Başını ve sonunu bildiğimiz dünyalarımızda bir sonraki dakikaya dair merak uyandıracak bir unsur olmadığı sürece, heyecansız ve tutkusuz bir yaşamın Sisifos’un yaşamından pek bir farkı kalmıyor. Aynen hikayede olduğu gibi, sonunda o kaya zirveye kadar bir şekilde çıkarılacak ve zirveye varıldığında kayanın aşağı düşmesini engellemek de pek mümkün olmayacak. Bizim onu tekrar yukarı çıkarmak için ihtiyaç duyduğumuz enerji başka bir kaynaktan aktarılamadığı sürece, kaya da Sisifos da anlamlarını yitirmiş olmuyorlar mı? Yani sadece ve sadece kayayı yukarıda görebilme motivasyonunun -günümüzde yaşanan sıradan hayatlar bundan pek de farklı değil- bir sonraki anı yaşamak için yeterli şevk uyandırabileceğini düşünebilmek “düz mantık” olmuyor mu? Dünyaca özgür olarak isimlendirilen batı halklarının bireyleri her gün aynı kayayı yukarı çıkarıp indirirken muhtaç oldukları enerjinin sadece kağıt bir banknotta -ki o banknot zirveye dikilen bir bayraktan öte bir anlam ifade etmiyor- saklı olması trajedi degil de nedir? Küçük,devlet tarafından kısıtlanmış,adeta konserve kutusuna sıkıştırılmış oryantal yaşamlarda bile kimse o bireylerin ruhlarının daha az özgür olduğunu iddia edemez.

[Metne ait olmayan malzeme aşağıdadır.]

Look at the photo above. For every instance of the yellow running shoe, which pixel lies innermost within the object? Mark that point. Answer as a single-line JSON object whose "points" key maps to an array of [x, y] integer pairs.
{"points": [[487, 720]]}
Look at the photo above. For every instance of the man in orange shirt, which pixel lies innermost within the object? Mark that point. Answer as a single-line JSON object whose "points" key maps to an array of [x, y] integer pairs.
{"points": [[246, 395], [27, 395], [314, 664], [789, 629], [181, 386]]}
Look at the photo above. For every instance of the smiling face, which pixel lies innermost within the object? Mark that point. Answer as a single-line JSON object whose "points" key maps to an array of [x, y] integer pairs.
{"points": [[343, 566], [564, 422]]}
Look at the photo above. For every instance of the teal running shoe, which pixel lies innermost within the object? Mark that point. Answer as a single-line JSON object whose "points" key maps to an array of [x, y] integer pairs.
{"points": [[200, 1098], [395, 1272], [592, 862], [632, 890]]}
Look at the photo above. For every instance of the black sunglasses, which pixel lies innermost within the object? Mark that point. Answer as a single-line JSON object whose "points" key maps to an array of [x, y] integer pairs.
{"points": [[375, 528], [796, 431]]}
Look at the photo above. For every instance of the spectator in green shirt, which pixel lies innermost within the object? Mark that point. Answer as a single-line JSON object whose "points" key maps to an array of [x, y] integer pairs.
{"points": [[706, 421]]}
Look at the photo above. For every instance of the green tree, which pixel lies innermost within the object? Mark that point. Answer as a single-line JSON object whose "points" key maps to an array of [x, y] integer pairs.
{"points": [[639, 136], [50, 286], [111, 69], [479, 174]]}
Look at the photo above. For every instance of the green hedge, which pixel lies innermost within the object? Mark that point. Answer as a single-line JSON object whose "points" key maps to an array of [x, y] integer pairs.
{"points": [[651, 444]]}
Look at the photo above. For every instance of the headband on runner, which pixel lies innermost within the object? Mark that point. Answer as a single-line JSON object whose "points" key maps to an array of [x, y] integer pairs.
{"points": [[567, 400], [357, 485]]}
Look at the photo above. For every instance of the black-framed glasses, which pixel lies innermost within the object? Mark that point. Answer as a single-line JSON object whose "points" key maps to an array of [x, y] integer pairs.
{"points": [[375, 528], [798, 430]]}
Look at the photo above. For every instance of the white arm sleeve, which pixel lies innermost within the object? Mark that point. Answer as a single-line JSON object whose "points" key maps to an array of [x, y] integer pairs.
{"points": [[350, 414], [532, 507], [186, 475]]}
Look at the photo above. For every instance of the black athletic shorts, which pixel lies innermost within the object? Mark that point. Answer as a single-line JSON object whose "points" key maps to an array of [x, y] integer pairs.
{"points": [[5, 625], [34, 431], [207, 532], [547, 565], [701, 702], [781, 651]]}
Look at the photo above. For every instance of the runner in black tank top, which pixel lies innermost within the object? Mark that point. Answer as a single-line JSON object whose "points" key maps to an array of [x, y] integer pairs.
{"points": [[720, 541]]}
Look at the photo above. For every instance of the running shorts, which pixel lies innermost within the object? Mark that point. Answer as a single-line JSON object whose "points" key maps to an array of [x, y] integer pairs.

Peki, ruhun özgür olmadığı bir ortamda, bireyin hak ve hukukun egemen olduğu bir toplumda yaşamasını “özgür olma” eyleminin neresine koymalı? Önüne mi, arkasına mı yoksa yanına mı? Ya da o eylem, gazete makalelerinde sıklıkla yer almanın ötesinde aslen hiç var olamamış mıdır? Sahi ya herkes özgürlüğe bir taraftan tutunmuşken diğer yandan ıskalıyor.Ve ne tarafından tutarsak tutalım hep bir elimiz boşta kalıyor. Diğer elden de özgürlüğe tutunabilenler zaten kendilerini otomatikman paralel evrende buluyorlar.
Ve zamanda yolculuk tam o doruk noktasinda başlıyor herhalde!